Cesare Pavese
Por Alejandro Zambra
Poco
a poco se ha impuesto la imagen de un Cesare Pavese doliente, atormentado, un
poco melodramático. Alejandro Zambra vuelve a la vida y obra de este autor para
desmontar ese mito y revalorar sus libros, todo en el centenario de Pavese y en
el marco de una FIL de Guadalajara que tiene a Italia como país invitado.
En
el poema “La habitación del suicida”, Wislawa Szymborska recrea la perplejidad
de los amigos ante el suicidio de alguien que solamente deja, a manera de
explicación, un sobre vacío apoyado en un vaso. Cesare Pavese, en cambio,
escribió durante quince años una larguísima carta de despedida que hasta aquí
hemos leído en calidad de obra maestra.
En
las cuatrocientas páginas de El oficio de vivir, Pavese cultiva la idea del
suicidio como si se tratara de una meta o de un requisito o de un sacramento,
al punto que, finalmente, se hace difícil moderar la caricatura: no es el
enigmático amigo de Wislawa Szymborska o el suicida que en un poema de Borges
dice “Lego la nada a nadie”. Por el contrario, Pavese es consciente de su
legado: sabe que deja una obra importante, cumplida, sabe que ha escrito alta
poesía, sabe que sus novelas soportarán con decoro el paso del tiempo.
No
tenía motivos para quitarse la vida, pero se encargó de inventarlos, de darles
realidad. El oficio de vivir es un registro de teorías y de planes, de
diatribas y digresiones, pero sin duda en la lectura prevalece el recuento de
pensamientos
fúnebres, casi siempre extremos y a veces más bien peregrinos, propios de un joven
envejecido que de a poco va convirtiéndose en un viejo adolescente. Tal vez hay
que ser como ese joven o como ese viejo para valorar, en plenitud, el diario de
Pavese. Tal vez hay que querer suicidarse para leer El oficio de vivir.
Pero
no es necesario querer suicidarse para disfrutar de libros perfectos como La
luna y las fogatas, La playa, Trabajar cansa o Vendrá la muerte y tendrá tus
ojos. La mayor virtud de El oficio de vivir es que da pistas sobre la obra de
Pavese: si quitamos las referencias a su vida amorosa quedaría un libro delgado
y excelente. Ahora me parece que al diario le sobran muchas páginas: sus
impresiones sobre las mujeres, por ejemplo, no se compadecen con la comprensión
verdadera o al menos verosímil de lo femenino que uno cree leer en La luna y
las fogatas, Entre mujeres solas o en algunos de sus poemas.
Por momentos Pavese
es solamente ingenioso y más bien vulgar: “Ninguna
mujer contrae matrimonio por conveniencia: todas tienen la sagacidad, antes de
casarse con un millonario, de enamorarse de él.” Su misoginia es, con
frecuencia, rudimentaria: “En la vida, les sucede a todos que se encuentran con
una puerca. A poquísimos, que conozcan a una mujer amante y decente. De cada
cien, noventa y nueve son puercas.” Más divertido y negrísimo es el humor de un
pasaje en que comenta aquello de que un clavo saca a otro clavo: para las
mujeres el asunto es muy simple, dice, pues les basta con cambiarse de clavo,
pero los hombres están condenados a tener un solo clavo. No sé si hay humor, en
cambio, en estas frases: “Las putas trabajan a sueldo. ¿Pero qué mujer se
entrega sin haberlo calculado?” El siguiente chiste, en todo caso, me parece
muy bueno: “Las mujeres son un pueblo enemigo, como el pueblo alemán.”

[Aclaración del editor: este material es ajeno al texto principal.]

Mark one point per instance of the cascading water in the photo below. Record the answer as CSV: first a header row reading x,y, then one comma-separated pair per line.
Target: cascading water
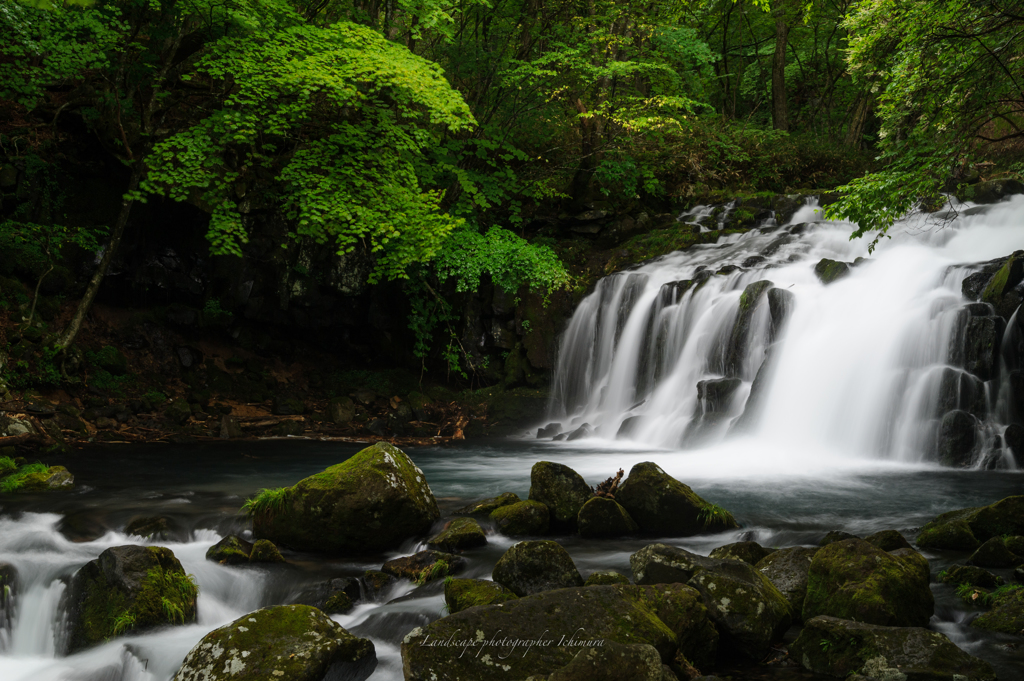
x,y
741,338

Es cierto que cometo una injusticia al presentar a Pavese
como un precursor de la stand up comedy, pero denigrarlo es seguir el juego que
él mismo propuso. Otro libro breve o no tan breve que podría extraerse de El
oficio de vivir es el de la ya mencionada autoflagelación literaria.
Al comienzo duda,
razonablemente, de su escritura: se queja de su idioma, de su mundo, de su
lugar en la sociedad, se retracta de sus poemas, quiere escribirlos de nuevo o
no haberlos escrito. Desea experimentar el placer de negarse, de partir, siempre, desde cero: “He
simplificado el mundo en una trivial galería de gestos de fuerza y de placer.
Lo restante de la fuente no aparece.